C code changed to allow the package to compile on Solaris systems. Thanks to Prof. Brian D. Ripley for pointing the problems out and recommending suitable changes.
C code changed to avoid warnings of unused variables.
The slots for documents and terms names are not restricted to be
of class "vector"
any more to allow for document-term matrices
where no row and/or column names are provided.
A function perplexity()
added for model validation and selection.
The input data for LDA()
and CTM()
can now either be a
"DocumentTermMatrix"
with term-frequency weighting or an object
coercible to a "simple_triplet_matrix"
with integer entries.
A bug in the C++ Gibbs sampling code fixed for the random number generation. Thanks to Uwe Ligges for pointing the problem out which he noted when checking the package for the Windows platform.
New control arguments added for keeping intermediate log-likelihood values during estimation and running repeated runs with random initilization. In addition the number of iterations made is now saved with the fitted model.
Functions ldaformat2dtm()
and dtm2ldaformat()
added to transform data
from the lda package into a "DocumentTermMatrix"
object and vice
versa.
Bug fixed in rctm.c where for estimate.beta = FALSE
one EM step
was performed.
The control for topic models now also has a seed
argument to ensure reproducibility of results and a
estimate.beta
argument which can be used to fix the term
distribution over topics after initialization.

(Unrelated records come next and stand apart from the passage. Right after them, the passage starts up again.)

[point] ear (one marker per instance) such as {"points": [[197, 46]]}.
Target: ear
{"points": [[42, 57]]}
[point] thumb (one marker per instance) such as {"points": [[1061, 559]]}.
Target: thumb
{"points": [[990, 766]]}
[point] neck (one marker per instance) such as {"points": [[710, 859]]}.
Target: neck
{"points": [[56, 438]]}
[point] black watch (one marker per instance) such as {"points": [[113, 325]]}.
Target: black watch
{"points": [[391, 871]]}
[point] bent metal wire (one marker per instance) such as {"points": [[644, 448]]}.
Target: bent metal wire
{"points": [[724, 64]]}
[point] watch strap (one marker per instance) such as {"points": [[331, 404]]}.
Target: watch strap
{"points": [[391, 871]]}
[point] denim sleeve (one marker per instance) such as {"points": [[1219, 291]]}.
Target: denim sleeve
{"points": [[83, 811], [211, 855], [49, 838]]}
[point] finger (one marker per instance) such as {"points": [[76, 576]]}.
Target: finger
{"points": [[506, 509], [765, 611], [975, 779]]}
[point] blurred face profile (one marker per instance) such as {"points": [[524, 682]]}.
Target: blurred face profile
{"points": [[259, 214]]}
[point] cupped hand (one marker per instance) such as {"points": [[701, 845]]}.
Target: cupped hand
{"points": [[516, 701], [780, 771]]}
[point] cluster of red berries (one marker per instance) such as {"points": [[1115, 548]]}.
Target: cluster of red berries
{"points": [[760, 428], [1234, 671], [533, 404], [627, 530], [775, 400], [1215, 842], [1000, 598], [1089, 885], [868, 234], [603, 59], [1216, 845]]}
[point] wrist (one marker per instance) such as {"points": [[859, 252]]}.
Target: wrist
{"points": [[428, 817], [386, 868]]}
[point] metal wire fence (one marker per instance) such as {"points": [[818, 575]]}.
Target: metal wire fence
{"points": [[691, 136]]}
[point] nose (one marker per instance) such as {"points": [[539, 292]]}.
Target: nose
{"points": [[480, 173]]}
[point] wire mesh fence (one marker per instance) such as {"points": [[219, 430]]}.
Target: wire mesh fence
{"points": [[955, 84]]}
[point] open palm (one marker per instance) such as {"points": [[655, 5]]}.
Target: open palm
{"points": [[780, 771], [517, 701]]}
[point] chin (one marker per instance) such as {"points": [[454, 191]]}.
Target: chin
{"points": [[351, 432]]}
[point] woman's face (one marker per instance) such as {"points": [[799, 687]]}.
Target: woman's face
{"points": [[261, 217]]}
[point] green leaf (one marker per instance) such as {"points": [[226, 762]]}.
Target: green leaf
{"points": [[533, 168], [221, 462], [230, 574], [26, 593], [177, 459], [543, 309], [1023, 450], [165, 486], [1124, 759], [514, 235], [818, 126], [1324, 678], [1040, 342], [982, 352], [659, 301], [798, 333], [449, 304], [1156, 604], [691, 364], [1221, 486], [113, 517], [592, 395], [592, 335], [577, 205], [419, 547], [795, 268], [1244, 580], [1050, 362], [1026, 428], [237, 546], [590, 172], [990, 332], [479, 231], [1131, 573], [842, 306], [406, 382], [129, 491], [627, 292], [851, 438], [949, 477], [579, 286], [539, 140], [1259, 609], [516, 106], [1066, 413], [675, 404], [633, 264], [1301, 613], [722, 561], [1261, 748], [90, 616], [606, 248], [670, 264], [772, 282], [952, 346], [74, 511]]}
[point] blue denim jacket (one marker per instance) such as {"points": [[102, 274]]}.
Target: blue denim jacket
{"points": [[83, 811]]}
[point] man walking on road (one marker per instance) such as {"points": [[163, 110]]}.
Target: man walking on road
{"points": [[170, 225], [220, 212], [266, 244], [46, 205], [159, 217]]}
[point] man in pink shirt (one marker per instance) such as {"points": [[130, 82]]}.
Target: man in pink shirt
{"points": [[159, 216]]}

The control for Gibbs sampling allows to specify to return
repeated draws in a list using arguments burnin
,
thin
and iter
.
In slot beta for class "TopicModel"
the log parameters are stored
to have a higher accuracy for the VEM code if parameter values are
close to zero.
Call to assert removed in C code to avoid termination of R.
Class "TopicModel"
now has a slot
loglikelihood
. For models fitted using Gibbs sampling this
contains the loglikelihood of the corpus, for VEM fitted models
the vector of loglikelihoods for each document separately.
Memory bug fixed in returnObjectGibbsLDA
.
A slot save
is added to the control objects to specify if the
results and with which step size intermediate results are saved
into files.
Header files changed in utilities.cpp following an advice by Prof. Brian D. Ripley.
Code for installing the package corpus.JSS.papers in the vignette improved.
dir.create()
now called with showWarnings = FALSE
.
Bug fixed in get_most_likely()
for maximum possible k.
First version released on CRAN: 0.0-3.